Reuters are reporting that Asian spot prices for LNG edged lower over the past week amid plentiful supply, despite strong oil and coal markets.
Asian LNG prices for delivery in June slipped 20 cents to US$7.90 per million British thermal units (mmBtu), and the July contract was assessed at US$8.20 per mmBtu.
Demand emerged from several countries, including Mexico, Argentina, Taiwan, Kuwait, Turkey and India, but supply kept pace as producers from Indonesia to Trinidad churned out cargoes sold via tenders.
LNG markets are in the midst of the northern hemisphere’s low-demand spring season, during which little gas is typically used, except that demand has been relatively strong this year, driven not just by China but also by India and South America.
Stronger coal and oil markets lent little support this week.
Brent crude traded at US$77.12 a barrel, just below the US$78-level hit on 10 May, its highest since November 2014.
Benchmark European API2 next-year coal futures, meanwhile, rose by 1.7% to US$87.95 a t on 11 May, their highest level since the end of December.
Coal demand in Asia is strong and Chinese domestic prices have been rising on concerns about import restrictions.
Coal and gas markets are linked as they are the main fossil fuel competitors in power generation.
Overall, the LNG market in Asia has tightened over the past year, with the winter seasonal demand peak (December/January) and spring low (April/May) seeing significantly higher prices in 2017/2018 than in 2016/2017.
In physical markets, India’s Gujarat State Petroleum Corporation is expected to pick a supplier before the weekend for its tender seeking seven cargoes for June 2018 to March 2019.
Shell is to fill the majority of Mexico’s demand for six cargoes for delivery across May and June. Argentina’s state-run Enarsa sought eight cargoes over July – August.

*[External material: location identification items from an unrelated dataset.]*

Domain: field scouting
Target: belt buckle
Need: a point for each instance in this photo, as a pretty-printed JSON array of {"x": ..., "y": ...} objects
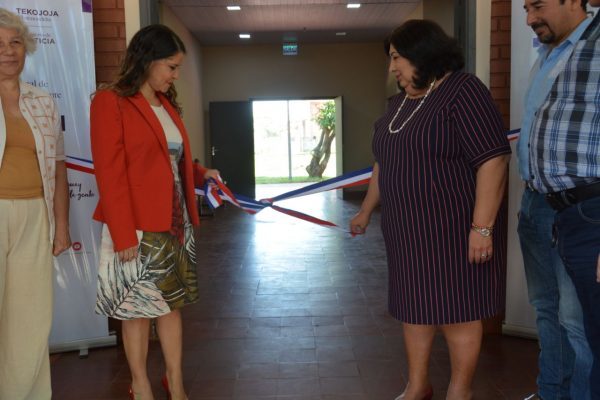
[{"x": 556, "y": 201}]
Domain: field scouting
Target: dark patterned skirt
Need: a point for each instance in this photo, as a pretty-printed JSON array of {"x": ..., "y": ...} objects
[{"x": 162, "y": 278}]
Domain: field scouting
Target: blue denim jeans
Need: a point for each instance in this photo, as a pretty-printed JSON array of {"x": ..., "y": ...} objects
[
  {"x": 565, "y": 359},
  {"x": 578, "y": 229}
]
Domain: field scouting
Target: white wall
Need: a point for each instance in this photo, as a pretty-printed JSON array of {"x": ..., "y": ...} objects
[
  {"x": 189, "y": 85},
  {"x": 520, "y": 316}
]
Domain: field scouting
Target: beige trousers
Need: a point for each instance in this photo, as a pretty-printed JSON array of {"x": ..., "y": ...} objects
[{"x": 25, "y": 300}]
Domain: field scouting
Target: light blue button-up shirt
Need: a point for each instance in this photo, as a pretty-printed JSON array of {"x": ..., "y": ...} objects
[{"x": 549, "y": 63}]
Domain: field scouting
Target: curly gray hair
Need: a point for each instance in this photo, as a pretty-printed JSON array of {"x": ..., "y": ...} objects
[{"x": 10, "y": 20}]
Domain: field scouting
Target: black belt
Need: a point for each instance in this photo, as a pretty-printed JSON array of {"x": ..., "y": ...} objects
[{"x": 566, "y": 198}]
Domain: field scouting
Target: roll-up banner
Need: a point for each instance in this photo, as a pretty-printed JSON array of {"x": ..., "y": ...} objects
[{"x": 63, "y": 65}]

Trinidad’s Point Fortin LNG Exports likely awarded its tender to sell a 8 June loading cargo.
Traders also awaited the results of sell tenders by Angola for cargoes loading in May and June, respectively.
Kuwait Petroleum Corp sought a June cargo, paying an estimated US$7.80 per mmBtu, according to traders.
Meanwhile, Exxon Mobil’s Papua New Guinea export plant has offered two cargoes for May and June.